Nous, chrétiens d’aujourd’hui, nous sommes suscités pour participer activement à cette mission. La bonne nouvelle doit être annoncée à tous, jusqu’aux “périphéries”. Le problème de nos communautés, c’est qu’elles n’ont pas toujours ce souci missionnaire. Beaucoup se contentent d’un “programme minimum”. C’est un affront aux martyrs d’autrefois et d’aujourd’hui qui n’ont pas hésité à donner leur vie pour le Christ. Et surtout, c’est un affront à Celui qui nous a aimés jusqu’au bout, jusqu’à la mort sur une croix.

Dieu a suscité Eliaqim puis ses apôtres Pierre et Paul. Aujourd’hui, c’est à nos communautés qu’il fait appel. Il compte sur nous pour que la bonne nouvelle soit répandue dans le monde entier. Un jour, nous aurons à rendre compte de cette mission. Le Seigneur attend de nous que nous donnions le meilleur de nous-mêmes dans l’annonce de l’Évangile.  Et surtout, nous ne devons pas oublier que Dieu a donné à Pierre le pouvoir des clés : “Je te donnerai les  clés du Royaume des cieux…” Ce pouvoir, c’est celui d’ouvrir le Royaume à tous les hommes. Il est confié à toute l’Église représentée par Pierre et ses successeurs.
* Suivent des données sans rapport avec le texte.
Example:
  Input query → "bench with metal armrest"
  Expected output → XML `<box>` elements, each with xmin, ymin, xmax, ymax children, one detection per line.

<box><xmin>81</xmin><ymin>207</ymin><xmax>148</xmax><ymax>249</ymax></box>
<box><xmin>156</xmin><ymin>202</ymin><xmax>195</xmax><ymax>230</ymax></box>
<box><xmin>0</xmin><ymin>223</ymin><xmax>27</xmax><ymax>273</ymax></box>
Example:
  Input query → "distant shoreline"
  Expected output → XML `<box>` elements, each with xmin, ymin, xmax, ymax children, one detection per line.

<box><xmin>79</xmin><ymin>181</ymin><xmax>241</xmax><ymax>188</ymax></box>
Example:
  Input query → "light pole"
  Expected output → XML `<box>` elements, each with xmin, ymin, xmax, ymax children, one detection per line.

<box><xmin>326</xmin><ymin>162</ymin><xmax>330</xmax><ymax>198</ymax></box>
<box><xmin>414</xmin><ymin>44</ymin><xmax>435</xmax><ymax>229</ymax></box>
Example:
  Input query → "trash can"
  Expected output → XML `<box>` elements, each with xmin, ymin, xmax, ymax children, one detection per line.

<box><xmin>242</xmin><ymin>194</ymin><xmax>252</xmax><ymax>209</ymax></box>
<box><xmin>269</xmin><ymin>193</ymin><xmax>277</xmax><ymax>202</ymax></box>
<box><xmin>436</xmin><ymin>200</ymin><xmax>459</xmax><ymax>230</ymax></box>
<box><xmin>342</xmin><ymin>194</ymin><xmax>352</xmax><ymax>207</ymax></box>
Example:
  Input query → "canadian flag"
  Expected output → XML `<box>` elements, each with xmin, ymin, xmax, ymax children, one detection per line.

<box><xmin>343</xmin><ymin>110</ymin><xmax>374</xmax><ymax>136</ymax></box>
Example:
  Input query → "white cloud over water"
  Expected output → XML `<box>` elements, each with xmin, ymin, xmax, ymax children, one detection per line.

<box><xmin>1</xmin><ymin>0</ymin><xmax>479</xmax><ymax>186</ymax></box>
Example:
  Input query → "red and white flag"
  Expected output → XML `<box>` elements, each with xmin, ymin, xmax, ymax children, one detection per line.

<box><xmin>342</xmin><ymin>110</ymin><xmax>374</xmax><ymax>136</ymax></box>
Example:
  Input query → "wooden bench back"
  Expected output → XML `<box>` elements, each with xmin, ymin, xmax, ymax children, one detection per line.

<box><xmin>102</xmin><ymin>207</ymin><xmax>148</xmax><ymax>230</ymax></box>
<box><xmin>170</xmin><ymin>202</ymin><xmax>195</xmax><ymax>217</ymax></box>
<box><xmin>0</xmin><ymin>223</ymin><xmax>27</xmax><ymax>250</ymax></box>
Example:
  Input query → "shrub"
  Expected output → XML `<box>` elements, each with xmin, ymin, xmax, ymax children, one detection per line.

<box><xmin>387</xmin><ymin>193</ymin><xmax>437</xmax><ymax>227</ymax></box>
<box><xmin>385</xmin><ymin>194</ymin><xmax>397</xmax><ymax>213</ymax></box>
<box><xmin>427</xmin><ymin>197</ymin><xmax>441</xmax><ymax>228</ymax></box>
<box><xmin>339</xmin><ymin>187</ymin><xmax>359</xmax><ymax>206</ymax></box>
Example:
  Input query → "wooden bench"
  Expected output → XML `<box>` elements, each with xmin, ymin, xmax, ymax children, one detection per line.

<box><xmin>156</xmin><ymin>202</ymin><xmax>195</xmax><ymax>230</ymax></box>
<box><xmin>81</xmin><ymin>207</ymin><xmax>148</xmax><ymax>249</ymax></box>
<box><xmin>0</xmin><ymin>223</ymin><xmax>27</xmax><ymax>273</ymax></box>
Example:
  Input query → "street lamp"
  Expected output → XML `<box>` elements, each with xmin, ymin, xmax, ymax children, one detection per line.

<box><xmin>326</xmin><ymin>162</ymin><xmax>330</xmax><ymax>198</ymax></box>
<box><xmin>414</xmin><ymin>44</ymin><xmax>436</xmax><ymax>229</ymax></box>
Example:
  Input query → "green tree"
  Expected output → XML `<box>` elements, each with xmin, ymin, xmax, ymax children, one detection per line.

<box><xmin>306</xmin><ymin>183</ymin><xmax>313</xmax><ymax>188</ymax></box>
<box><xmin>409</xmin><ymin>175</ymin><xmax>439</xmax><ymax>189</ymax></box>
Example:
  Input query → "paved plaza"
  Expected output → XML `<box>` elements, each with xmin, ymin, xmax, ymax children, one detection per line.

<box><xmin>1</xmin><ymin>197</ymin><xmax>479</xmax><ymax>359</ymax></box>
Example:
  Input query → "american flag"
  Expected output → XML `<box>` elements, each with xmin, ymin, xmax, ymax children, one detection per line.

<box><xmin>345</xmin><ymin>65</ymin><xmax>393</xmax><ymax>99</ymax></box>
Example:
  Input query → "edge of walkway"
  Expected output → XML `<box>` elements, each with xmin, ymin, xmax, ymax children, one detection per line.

Cette mission nous rejoint dans un monde où beaucoup de portes sont fermées. Pensons à tous ceux et celles qui sont enfoncés dans leur passé et leur mauvaise réputation. Le monde se méfie d’eux. Il ne leur laisse aucune chance. Avec Jésus et avec nous tous, la bonne nouvelle doit être annoncée aux petits, aux pauvres et à tous ceux et celles qui se sentent inutiles aux yeux du monde. Nous sommes envoyés vers eux pour leur dire qu’ils ont du prix aux yeux de Dieu.

C’est pour mieux répondre à cet appel que nous venons chaque dimanche à l’Eucharistie. C’est là que nous nous nourrissons de la parole et du Corps du Christ pour la mission qui nous est confiée. Merci Seigneur, pour cette nourriture. Tu nous précèdes chaque jour auprès des hommes, des femmes et des enfants que tu mets sur notre route. Sois avec nous pour que nous soyons de vrais témoins de ton amour.